The University, in an effort to increase accountability, began selectively releasing University of Chicago Police Department (UCPD) data last spring. To test its commitment to transparency, the Chicago Reporter requested copies of its policies, procedures, and directives, but the request was denied for reasons of “best practice.” Were the UCPD subject to the Freedom of Information Act (FOIA), it would have been required to release all of these documents, which are presumably innocuous.
Last February, Illinois State Representatives Barbara Currie and Christian Mitchell—whose districts both fall within UCPD jurisdiction—introduced bill HB3932, which would have amended the Private College Campus Police Act to require police departments at private universities to release the same information public law enforcement agencies are required to release under FOIA. It died in the Senate Judiciary Committee after passing unanimously in the House, and was reintroduced this fall.
The Private College Campus Police Act gives private colleges the right to have their own full-fledged police forces but does not obligate them to adhere to FOIA. This means that the UCPD, though its jurisdiction extends far beyond campus and its officers have sworn arrest authority, is not required to publicly release information such as arrest records, data on field and traffic stops, and dispatch tapes.

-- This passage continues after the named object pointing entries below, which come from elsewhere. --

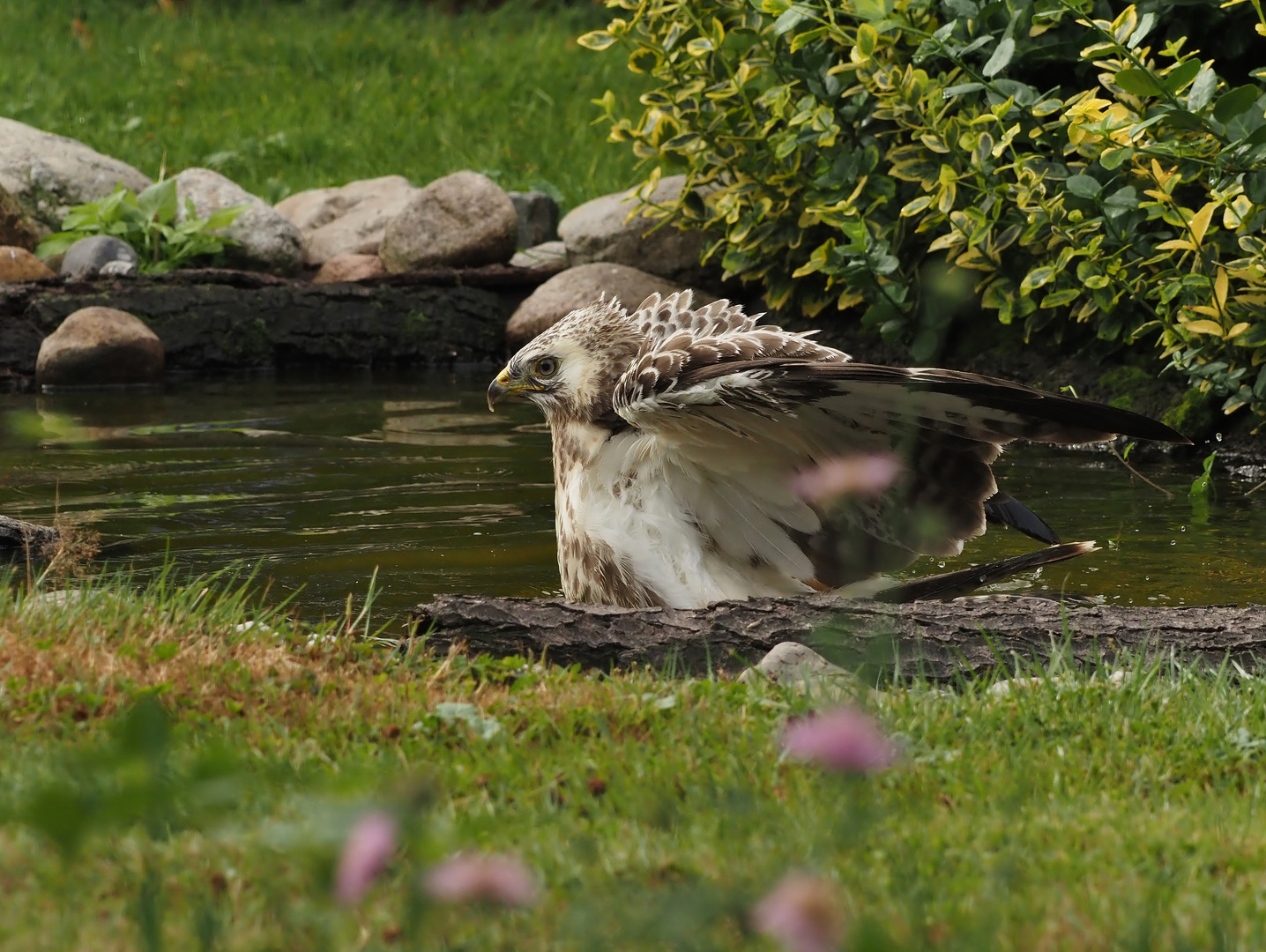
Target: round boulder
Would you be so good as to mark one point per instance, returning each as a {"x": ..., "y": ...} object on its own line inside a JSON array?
[
  {"x": 266, "y": 240},
  {"x": 459, "y": 220},
  {"x": 101, "y": 347},
  {"x": 610, "y": 228},
  {"x": 20, "y": 264},
  {"x": 99, "y": 255},
  {"x": 577, "y": 286}
]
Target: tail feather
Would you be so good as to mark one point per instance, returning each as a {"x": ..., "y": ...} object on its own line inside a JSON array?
[{"x": 951, "y": 585}]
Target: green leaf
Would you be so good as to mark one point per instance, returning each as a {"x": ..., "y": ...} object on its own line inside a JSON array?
[
  {"x": 961, "y": 89},
  {"x": 1203, "y": 482},
  {"x": 789, "y": 20},
  {"x": 1001, "y": 58},
  {"x": 1239, "y": 100},
  {"x": 1138, "y": 83},
  {"x": 222, "y": 218},
  {"x": 1084, "y": 186},
  {"x": 1181, "y": 75},
  {"x": 159, "y": 202},
  {"x": 597, "y": 40},
  {"x": 1141, "y": 31},
  {"x": 1113, "y": 159},
  {"x": 1037, "y": 278},
  {"x": 1202, "y": 90}
]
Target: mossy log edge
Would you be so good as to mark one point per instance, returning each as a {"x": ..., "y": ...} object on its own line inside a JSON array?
[
  {"x": 218, "y": 319},
  {"x": 937, "y": 638},
  {"x": 22, "y": 539}
]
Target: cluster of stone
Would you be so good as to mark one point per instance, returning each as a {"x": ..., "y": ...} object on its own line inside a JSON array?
[{"x": 356, "y": 232}]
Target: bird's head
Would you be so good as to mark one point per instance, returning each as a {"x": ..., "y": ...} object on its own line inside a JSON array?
[{"x": 570, "y": 370}]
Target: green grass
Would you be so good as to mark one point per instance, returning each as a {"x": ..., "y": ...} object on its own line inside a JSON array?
[
  {"x": 1066, "y": 814},
  {"x": 285, "y": 96}
]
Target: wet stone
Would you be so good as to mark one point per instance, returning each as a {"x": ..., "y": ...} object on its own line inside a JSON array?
[{"x": 101, "y": 347}]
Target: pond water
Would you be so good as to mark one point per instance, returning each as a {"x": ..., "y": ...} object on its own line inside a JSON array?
[{"x": 321, "y": 479}]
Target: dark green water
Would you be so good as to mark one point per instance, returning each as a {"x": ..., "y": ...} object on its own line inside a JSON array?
[{"x": 323, "y": 479}]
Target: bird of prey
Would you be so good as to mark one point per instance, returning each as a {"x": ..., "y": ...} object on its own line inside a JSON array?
[{"x": 679, "y": 432}]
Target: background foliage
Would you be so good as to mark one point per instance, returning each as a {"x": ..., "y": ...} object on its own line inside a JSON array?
[
  {"x": 285, "y": 96},
  {"x": 1086, "y": 168}
]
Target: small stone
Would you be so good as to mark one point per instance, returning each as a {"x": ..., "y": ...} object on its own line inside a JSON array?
[
  {"x": 17, "y": 229},
  {"x": 577, "y": 286},
  {"x": 347, "y": 220},
  {"x": 99, "y": 255},
  {"x": 350, "y": 267},
  {"x": 47, "y": 174},
  {"x": 548, "y": 255},
  {"x": 459, "y": 220},
  {"x": 20, "y": 264},
  {"x": 794, "y": 665},
  {"x": 539, "y": 217},
  {"x": 267, "y": 241},
  {"x": 603, "y": 231},
  {"x": 101, "y": 346}
]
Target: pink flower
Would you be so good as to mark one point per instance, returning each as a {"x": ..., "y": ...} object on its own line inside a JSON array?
[
  {"x": 845, "y": 476},
  {"x": 801, "y": 914},
  {"x": 481, "y": 877},
  {"x": 842, "y": 740},
  {"x": 369, "y": 848}
]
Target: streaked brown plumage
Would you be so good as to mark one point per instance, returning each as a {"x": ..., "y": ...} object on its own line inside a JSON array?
[{"x": 677, "y": 432}]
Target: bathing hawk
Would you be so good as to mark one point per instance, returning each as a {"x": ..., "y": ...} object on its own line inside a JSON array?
[{"x": 679, "y": 433}]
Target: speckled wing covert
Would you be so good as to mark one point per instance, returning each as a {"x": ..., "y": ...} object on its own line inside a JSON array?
[{"x": 738, "y": 408}]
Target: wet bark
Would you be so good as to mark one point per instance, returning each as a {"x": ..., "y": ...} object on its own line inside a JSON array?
[
  {"x": 941, "y": 639},
  {"x": 22, "y": 540},
  {"x": 212, "y": 319}
]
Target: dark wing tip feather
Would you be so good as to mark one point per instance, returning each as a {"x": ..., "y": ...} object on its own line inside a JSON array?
[
  {"x": 952, "y": 585},
  {"x": 1009, "y": 511}
]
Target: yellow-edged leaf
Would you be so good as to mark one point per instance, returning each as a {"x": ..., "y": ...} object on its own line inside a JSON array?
[{"x": 1201, "y": 222}]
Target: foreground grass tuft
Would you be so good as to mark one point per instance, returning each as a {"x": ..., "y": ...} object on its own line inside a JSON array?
[
  {"x": 182, "y": 766},
  {"x": 287, "y": 96}
]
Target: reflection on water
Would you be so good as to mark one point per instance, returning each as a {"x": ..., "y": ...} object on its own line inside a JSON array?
[{"x": 321, "y": 480}]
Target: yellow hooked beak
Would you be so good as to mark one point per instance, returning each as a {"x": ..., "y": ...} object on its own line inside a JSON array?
[{"x": 502, "y": 388}]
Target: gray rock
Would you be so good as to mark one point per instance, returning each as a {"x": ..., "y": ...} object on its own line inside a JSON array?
[
  {"x": 603, "y": 231},
  {"x": 267, "y": 241},
  {"x": 101, "y": 346},
  {"x": 794, "y": 665},
  {"x": 347, "y": 220},
  {"x": 577, "y": 286},
  {"x": 547, "y": 255},
  {"x": 99, "y": 255},
  {"x": 47, "y": 174},
  {"x": 17, "y": 231},
  {"x": 539, "y": 218},
  {"x": 459, "y": 220}
]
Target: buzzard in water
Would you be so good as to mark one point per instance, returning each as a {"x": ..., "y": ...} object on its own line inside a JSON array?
[{"x": 679, "y": 433}]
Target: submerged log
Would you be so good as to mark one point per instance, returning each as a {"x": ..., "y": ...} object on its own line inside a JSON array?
[
  {"x": 940, "y": 638},
  {"x": 235, "y": 319},
  {"x": 23, "y": 540}
]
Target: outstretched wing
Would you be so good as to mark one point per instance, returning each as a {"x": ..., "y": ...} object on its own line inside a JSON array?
[{"x": 737, "y": 412}]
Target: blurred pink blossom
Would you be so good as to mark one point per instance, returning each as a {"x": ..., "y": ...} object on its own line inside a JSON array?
[
  {"x": 842, "y": 740},
  {"x": 481, "y": 876},
  {"x": 845, "y": 476},
  {"x": 801, "y": 914},
  {"x": 369, "y": 848}
]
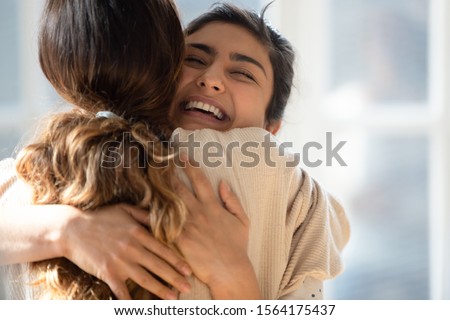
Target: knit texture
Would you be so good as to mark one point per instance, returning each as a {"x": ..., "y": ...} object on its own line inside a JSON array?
[{"x": 297, "y": 229}]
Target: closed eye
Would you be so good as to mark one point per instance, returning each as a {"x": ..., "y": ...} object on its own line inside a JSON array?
[
  {"x": 193, "y": 61},
  {"x": 245, "y": 74}
]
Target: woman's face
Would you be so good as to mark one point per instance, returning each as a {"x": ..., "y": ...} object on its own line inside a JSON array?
[{"x": 226, "y": 82}]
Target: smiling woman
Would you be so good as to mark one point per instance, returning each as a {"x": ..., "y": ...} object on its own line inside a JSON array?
[{"x": 227, "y": 68}]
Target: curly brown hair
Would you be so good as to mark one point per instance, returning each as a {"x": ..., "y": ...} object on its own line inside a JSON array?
[{"x": 122, "y": 56}]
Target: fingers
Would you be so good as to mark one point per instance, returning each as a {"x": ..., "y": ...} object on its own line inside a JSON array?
[
  {"x": 142, "y": 278},
  {"x": 163, "y": 262},
  {"x": 232, "y": 202},
  {"x": 119, "y": 289}
]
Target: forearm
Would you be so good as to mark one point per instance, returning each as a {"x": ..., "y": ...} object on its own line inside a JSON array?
[{"x": 32, "y": 233}]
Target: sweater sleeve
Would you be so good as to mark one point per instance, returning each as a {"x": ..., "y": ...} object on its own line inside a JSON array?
[{"x": 320, "y": 230}]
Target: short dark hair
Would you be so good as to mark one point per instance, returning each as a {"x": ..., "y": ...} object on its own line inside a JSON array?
[{"x": 281, "y": 52}]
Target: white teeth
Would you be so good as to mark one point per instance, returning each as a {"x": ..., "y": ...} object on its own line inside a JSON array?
[{"x": 205, "y": 107}]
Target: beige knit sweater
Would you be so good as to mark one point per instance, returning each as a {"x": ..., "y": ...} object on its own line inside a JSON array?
[{"x": 297, "y": 229}]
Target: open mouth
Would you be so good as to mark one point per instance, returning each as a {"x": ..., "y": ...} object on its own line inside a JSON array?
[{"x": 198, "y": 106}]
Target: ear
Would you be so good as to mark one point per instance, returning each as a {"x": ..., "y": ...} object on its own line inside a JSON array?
[{"x": 273, "y": 126}]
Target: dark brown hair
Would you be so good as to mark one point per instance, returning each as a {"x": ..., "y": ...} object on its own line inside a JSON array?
[
  {"x": 281, "y": 52},
  {"x": 121, "y": 56}
]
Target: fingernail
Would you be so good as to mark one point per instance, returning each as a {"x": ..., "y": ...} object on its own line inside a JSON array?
[
  {"x": 227, "y": 186},
  {"x": 171, "y": 296},
  {"x": 184, "y": 157},
  {"x": 185, "y": 287},
  {"x": 186, "y": 270}
]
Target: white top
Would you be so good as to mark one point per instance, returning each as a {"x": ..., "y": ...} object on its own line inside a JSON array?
[{"x": 297, "y": 229}]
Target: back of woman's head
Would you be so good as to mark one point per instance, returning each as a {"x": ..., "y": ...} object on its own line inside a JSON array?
[
  {"x": 121, "y": 56},
  {"x": 117, "y": 55}
]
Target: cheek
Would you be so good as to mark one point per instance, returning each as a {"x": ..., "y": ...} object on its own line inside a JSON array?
[{"x": 187, "y": 76}]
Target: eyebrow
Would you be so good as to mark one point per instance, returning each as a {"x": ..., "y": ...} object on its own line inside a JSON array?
[{"x": 234, "y": 56}]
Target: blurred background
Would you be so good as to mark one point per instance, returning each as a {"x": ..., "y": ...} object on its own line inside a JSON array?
[{"x": 374, "y": 73}]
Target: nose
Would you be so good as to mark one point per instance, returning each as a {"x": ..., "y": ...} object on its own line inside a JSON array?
[{"x": 212, "y": 82}]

Last spring, in response to calls for increased transparency by the Coalition for Equitable Policing (CEP) and others, the University began releasing some of this information to the public, making UCPD more transparent than the law requires it to be. Though this release of data has been a major step forward, it has proven the need for even greater transparency. The Chicago Reporter also published numbers last month which strongly suggest that the UCPD is complicit in racial profiling. Since June, when the University first made data on field interviews available to the public, the UCPD has stopped and questioned 166 people, 155 of whom were black. Fifty-nine percent of people who live within the patrol zone of the UCPD are black, and 93 percent of the field interviewees were black.
Given the fact that only 17,000 of the roughly 65,000 people within the UCPD patrol zone are students, the UCPD performs the same functions as public law enforcement agencies and should be held to the same standards of accountability. Selective disclosure of information opens the door to corruption and deceit, which is why the government uses FOIA to mandate the release of information. It’s great that the UCPD has begun the process of releasing policies and data, but it needs a legal nudge if it’s going to be truly accountable to the entire community it serves.
United Progress, which was elected this week as next year’s Executive Slate, dedicates a part of its platform to UCPD transparency and accountability. Among its goals is working with the CEP to advocate for the passage of HB3932. As the University looks to develop land in Washington Park and a widening of the UCPD patrol zone becomes a possibility, The Maroon Editorial Board recommends that United Progress follow through on its commitment to making relations between the UCPD and the community a top priority.